$400 million network upgrade for the Pentagon

Mailman List Mirror (Read Only)
1

Unnamed Administration sources reported that Brad Knowles said:

  I'm sure that they have all sorts of methods. On the other hand,
cellphones make devilishly difficult "bugs" to eliminate,

Not at all.

The entry guard says "No Cell Phones".. and [s]he has the gun.
You can whine and pout but [s]he still has the gun.

THAT is how you solve that issue. No shield rooms needed.

I had some bozo try to bring his pagers into my [1] SCIF once.
"But Man, I NEED my pagers.." {"I am SO important, in my eyes at
least, that you can not strip me of my status symbols.."}

I offered that he could keep the pager-pieces after I smashed
them.... and he decided he did not NEED them after all. They
stayed in the unclass area on someone's desk, someone who could
call me if they went off. They did not.

[1] I was the SCIF Security Officer; what a thankless role..

2

Ok, let's make this operation l for one second. This is something I've
always wondered and I have an idea but...

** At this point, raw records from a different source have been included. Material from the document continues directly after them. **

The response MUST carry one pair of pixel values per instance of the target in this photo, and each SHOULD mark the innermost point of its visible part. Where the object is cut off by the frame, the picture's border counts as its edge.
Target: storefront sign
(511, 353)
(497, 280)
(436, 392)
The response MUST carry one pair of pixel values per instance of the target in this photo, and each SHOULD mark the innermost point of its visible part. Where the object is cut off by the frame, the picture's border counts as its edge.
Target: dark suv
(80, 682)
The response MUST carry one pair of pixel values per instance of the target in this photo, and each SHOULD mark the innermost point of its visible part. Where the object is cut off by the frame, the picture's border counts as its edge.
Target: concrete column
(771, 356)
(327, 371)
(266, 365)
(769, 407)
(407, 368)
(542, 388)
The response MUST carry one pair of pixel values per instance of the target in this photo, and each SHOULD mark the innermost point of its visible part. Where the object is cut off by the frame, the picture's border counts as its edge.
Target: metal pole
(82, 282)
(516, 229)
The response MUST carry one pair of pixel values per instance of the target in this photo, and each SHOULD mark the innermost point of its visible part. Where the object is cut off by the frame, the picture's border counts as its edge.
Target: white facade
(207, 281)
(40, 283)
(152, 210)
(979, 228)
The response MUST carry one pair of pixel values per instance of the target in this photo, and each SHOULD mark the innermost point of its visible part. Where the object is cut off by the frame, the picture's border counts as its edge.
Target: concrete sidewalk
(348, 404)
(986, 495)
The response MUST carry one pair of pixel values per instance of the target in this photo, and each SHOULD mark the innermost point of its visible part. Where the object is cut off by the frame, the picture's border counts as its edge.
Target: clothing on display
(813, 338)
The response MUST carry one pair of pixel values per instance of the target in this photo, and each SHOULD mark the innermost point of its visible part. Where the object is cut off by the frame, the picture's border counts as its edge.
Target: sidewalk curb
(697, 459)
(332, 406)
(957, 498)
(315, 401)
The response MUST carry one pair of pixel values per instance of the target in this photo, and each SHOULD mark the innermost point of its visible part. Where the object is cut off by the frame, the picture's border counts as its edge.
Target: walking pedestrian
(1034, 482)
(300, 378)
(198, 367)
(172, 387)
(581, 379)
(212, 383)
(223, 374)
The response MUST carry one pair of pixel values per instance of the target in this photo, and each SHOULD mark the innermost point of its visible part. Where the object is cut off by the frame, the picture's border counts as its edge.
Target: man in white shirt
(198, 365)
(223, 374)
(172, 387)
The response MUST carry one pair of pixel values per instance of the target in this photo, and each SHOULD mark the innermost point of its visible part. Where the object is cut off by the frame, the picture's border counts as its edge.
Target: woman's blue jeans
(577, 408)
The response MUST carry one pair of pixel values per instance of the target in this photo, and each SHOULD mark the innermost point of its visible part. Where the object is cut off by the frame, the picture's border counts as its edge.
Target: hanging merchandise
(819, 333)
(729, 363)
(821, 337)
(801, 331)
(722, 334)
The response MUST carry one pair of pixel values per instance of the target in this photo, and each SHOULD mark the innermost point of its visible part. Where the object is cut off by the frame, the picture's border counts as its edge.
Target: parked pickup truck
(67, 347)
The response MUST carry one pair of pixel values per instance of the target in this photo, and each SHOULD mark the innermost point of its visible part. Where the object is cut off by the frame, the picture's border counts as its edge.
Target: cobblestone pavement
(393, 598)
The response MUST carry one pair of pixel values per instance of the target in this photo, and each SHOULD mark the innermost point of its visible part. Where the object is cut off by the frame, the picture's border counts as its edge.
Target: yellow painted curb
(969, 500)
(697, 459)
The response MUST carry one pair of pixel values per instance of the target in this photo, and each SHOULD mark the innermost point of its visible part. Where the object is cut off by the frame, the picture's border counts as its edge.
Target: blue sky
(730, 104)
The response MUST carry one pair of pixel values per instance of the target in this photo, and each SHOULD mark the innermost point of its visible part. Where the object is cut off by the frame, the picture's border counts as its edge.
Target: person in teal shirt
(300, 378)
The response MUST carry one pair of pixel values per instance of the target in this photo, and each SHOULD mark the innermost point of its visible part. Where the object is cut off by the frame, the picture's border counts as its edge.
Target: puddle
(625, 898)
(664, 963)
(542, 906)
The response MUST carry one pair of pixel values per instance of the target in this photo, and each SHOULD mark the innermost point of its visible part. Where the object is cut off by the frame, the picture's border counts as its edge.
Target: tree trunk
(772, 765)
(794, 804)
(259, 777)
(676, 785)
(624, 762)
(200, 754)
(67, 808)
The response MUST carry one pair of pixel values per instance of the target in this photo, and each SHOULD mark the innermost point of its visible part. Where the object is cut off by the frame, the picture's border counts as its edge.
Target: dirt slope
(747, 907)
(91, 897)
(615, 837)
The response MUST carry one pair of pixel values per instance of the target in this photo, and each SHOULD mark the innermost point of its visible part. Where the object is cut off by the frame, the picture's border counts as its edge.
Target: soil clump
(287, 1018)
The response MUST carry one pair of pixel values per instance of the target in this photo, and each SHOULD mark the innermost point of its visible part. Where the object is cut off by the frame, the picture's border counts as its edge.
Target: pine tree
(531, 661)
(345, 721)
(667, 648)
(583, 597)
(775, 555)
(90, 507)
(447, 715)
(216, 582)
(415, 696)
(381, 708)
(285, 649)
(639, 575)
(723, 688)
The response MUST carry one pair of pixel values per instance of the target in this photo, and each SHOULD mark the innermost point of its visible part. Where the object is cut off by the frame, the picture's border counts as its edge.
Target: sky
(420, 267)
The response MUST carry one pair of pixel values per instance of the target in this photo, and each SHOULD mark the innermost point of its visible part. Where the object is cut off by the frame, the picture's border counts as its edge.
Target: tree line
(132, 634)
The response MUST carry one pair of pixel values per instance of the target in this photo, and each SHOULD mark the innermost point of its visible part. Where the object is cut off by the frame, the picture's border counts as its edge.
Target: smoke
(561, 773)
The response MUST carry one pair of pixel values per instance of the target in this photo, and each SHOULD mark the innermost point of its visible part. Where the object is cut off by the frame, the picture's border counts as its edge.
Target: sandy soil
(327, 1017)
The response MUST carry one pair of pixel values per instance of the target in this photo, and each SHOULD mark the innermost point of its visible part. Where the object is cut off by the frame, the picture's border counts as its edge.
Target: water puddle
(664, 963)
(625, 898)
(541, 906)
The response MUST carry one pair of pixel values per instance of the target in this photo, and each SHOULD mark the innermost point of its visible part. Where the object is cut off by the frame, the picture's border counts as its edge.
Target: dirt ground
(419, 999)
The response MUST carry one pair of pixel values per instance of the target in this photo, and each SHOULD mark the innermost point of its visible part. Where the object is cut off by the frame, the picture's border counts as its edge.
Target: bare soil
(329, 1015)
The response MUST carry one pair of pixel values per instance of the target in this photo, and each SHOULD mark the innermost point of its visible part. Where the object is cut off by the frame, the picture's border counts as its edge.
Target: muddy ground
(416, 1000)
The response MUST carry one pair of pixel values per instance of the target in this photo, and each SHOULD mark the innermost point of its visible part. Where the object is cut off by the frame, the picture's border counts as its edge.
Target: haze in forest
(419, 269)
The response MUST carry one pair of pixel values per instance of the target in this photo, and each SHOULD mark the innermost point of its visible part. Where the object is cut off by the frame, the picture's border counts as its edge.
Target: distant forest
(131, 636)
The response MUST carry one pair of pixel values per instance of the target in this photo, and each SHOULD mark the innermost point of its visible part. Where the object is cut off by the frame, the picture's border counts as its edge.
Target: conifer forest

What is the real possibility that there is some sort of structured
monitoring system in place say on the backbone level. Bad fbi meat
eating programs asside I mean really something useful. Can the nsa for
example listen in somehow to eering points or other such common areas
and observe things that interest them? I know the answer in the voice
network is yes but that's technically easier. On the ip network that
would seem to be m uch more difficult.

3

Well, what's a "peering point"? Most traffic does not traverse public
peering points, domestically. So, in order to look at enough traffic to make
it worthwhile, the .gov would have to optically tap all the private peering
x-connects between major carriers. That is a major endevour, and would
surely be eventually discovered (probably sooner, rather than later). And,
of course, the equipment needed to actually look at that data, at line rate,
would be difficult to conceal.

There are also numerous rules against doing this sort of thing domestically.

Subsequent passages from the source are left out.